Après le viol et le suicide d'Océane, son père dénonce la lenteur de la justice

Après le viol et le suicide d'Océane, son père dénonce la lenteur de la justice

"Si l’enquête était allée plus vite, on aurait pu éviter son suicide." Yvan Bourdin, le père d’Océane, dénonce la lenteur de la justice après la plainte pour viol déposée par sa fille le 16 mai dernier à Besançon.
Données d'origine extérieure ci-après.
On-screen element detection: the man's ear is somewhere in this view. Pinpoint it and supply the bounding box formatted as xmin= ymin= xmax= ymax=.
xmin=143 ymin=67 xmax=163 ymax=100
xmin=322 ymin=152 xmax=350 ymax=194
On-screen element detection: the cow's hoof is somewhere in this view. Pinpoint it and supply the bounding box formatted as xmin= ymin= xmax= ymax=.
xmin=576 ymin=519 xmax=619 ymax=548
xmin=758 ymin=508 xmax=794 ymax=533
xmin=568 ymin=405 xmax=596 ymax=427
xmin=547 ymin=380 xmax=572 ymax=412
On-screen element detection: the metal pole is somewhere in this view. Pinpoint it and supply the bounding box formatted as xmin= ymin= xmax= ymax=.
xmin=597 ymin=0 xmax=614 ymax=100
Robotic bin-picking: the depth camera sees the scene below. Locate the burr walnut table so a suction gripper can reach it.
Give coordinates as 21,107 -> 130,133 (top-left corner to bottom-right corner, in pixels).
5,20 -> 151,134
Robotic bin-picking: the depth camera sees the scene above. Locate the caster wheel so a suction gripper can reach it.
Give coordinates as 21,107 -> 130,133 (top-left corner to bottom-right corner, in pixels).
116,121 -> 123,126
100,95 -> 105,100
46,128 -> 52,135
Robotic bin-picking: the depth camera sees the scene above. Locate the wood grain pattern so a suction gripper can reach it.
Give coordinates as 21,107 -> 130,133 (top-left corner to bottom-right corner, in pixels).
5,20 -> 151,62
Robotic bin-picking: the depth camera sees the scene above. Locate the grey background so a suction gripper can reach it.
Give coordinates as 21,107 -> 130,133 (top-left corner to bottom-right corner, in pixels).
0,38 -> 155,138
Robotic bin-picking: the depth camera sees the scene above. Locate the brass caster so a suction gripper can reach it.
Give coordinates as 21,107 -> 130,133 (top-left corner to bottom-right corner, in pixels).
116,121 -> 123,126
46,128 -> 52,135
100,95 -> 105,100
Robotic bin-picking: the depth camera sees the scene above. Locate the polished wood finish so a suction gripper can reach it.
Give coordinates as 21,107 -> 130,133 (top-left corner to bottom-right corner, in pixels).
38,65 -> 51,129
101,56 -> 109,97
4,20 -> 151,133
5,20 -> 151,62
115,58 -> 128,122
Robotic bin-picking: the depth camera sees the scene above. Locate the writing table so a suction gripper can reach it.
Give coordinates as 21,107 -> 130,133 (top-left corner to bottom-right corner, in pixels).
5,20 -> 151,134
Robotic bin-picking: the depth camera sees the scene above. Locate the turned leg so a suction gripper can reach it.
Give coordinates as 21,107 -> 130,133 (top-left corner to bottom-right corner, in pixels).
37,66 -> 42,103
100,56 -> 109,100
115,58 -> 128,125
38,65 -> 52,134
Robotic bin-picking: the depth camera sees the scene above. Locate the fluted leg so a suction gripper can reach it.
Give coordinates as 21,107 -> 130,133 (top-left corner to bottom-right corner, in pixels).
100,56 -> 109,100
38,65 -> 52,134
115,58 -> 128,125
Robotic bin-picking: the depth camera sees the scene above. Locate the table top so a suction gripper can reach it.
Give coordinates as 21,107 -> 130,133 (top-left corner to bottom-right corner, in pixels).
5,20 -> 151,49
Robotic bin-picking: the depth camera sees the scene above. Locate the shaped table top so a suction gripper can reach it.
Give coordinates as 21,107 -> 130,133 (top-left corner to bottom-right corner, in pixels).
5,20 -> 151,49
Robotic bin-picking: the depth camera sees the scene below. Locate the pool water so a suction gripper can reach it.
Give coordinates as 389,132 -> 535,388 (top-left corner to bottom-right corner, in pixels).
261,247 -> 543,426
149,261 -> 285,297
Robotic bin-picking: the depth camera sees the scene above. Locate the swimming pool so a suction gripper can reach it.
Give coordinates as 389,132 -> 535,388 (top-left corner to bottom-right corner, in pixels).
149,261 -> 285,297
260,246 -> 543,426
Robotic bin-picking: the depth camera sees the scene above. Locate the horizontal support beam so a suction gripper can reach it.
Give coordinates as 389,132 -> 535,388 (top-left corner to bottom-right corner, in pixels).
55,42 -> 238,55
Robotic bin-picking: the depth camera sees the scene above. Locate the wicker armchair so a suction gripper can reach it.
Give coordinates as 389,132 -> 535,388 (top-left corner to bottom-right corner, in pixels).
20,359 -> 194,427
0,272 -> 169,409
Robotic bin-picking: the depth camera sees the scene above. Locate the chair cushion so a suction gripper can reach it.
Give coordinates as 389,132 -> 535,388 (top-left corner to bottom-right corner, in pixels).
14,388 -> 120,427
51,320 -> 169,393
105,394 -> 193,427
Une enquête "tombée aux oubliettes", une "négligence" qui a fait "sombrer" l’étudiante de 21 ans, dénonce son père auprès de BFMTV.com.

Ce jeudi, lors d’une conférence de presse, le procureur de la République de Besançon a réagi aux accusations de la famille d’Océane affirmant que le parquet "avance au rythme de la réception des pièces" récoltées lors des investigations.

Éric Manteaux fait notamment référence à la mèche de cheveux prélevée sur la jeune femme pour analyse, Océane affirmant avoir été droguée avant le viol. Après plus de trois mois d’attente, le rapport toxicologique ne fait finalement état "d'aucune trace de soumission chimique", indique le magistrat, justifiant ce délai par la "complexité" des analyses.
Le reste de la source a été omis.